Search code examples
google-cloud-dataflowdataflow

Is there a way to upload jars for a dataflow job so we don't have to serialize everything?


As an example, I remember in hadoop I could make classes serializable or give a path with the jars needed for my job. I had either option. I am wondering if this is true in a dataflow job such that I can have all the clients we have in jar files to be packaged for all the workers.

In our case, we have MicroserviceApi and a generated client, etc. and would prefer to output to that downstream microservice without having to make it serializable.

Is there a method to do this?


Solution

    1. First, let me clarify about serialization

    When you add implements Serializable to a class in Java, you make it such that object instances of that class can be serialized (not the class itself). The destination JVM needs to have access to the class to be able to understand the serialized instances that you send to it. So, in fact you always need to provide the JAR for it.

    Beam has code to automatically find all JARs in your classpath and upload them to Dataflow or whatever runner you're using, so if the JAR is in your classpath, then you don't need to worry about it (if you're using Maven/Gradle and specifying it as a dependency, then you're most likely fine).


    1. Now, how can I use a class in Beam if it's not serializable?

    In Beam, the more important part of it is to figure out where and when the different parts of the pipeline code will execute. Some things execute at pipeline construction time and some things execute at pipeline running time.

    Things that run at construction time

    • Constructors for all your classes (DoFns, PTransforms, etc)
    • The expand method of your PTransforms

    Things that run at executuion time

    • For your DoFns: ProcessElement, StartBundle, FinishBundle, Setup, TearDown methods.

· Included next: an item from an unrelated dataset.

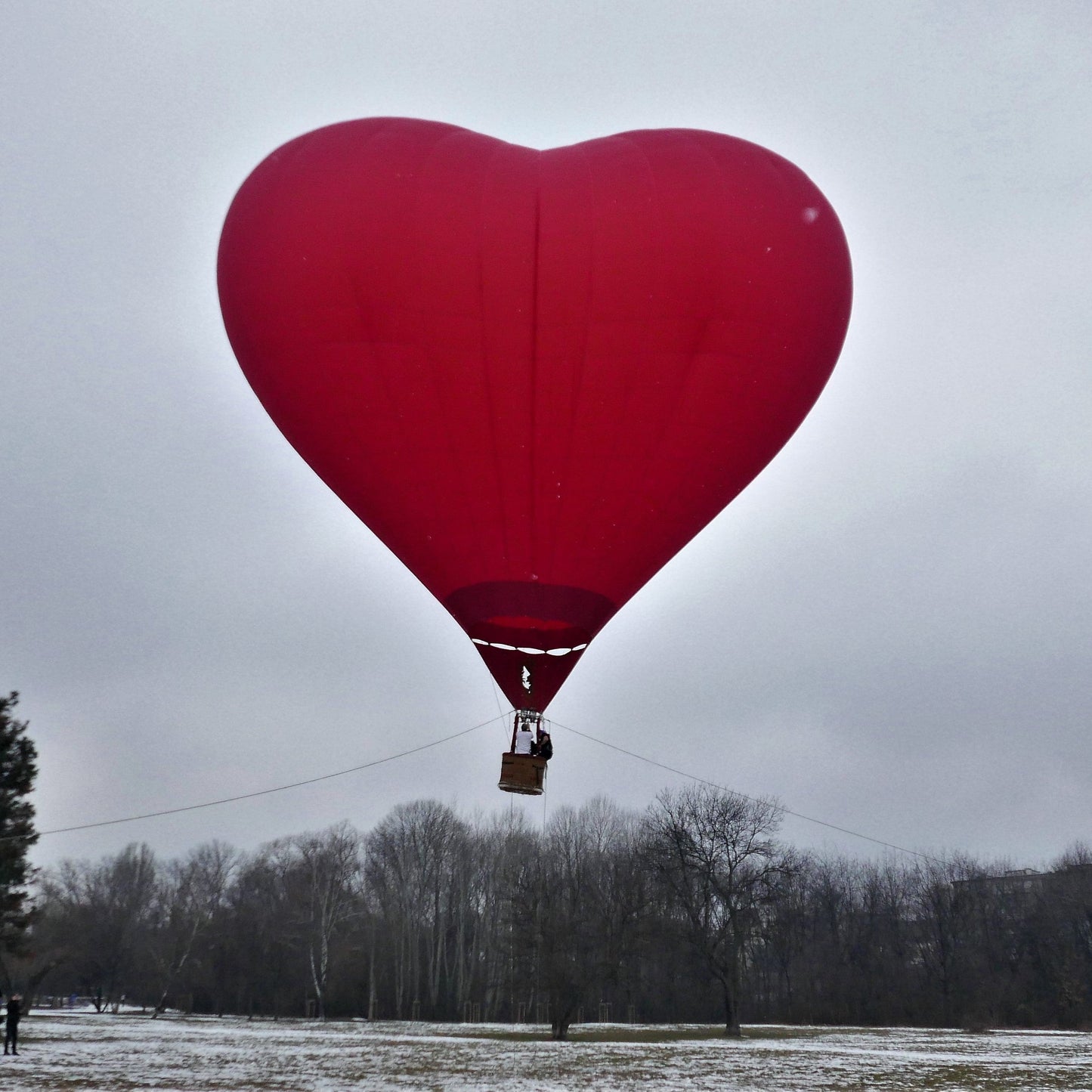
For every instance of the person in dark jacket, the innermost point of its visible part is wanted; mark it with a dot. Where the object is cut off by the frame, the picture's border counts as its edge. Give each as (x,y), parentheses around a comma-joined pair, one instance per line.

    If your class does not implement serializable, but you want to access it at execution time, then you need to create it at execution time. So, suppose that you have a DoFn:

    class MyDoFnImplementation extends DoFn<String, String> {
    
      // All members of the object need to be serializable. String is easily serializable.
      String config;
      // Your MicroserviceApi is *not* serializable, so you can mark it as transient.
      // The transient keyword ensures that Java will ignore the member when serializing.
      transient MicroserviceApi client;
    
      public MyDoFnImplementation(String configuration) {
        // This code runs at *construction time*.
        // Anything you create here needs to be serialized and sent to the runner.
        this.config = configuration;
      }
    
      @ProcessElement
      public void process(ProcessContext c) {
        // This code runs at execution time. You can create your object here.
        // Add a null check to ensure it's only created once.
        // You can also create it at @Setup or @StartBundle.
        if (client == null) client = new MicroserviceApi(this.config);
      }
    }
    

    By ensuring that objects are created at execution time, you can avoid the need to make them serializable - but your configuration needs to be serializable.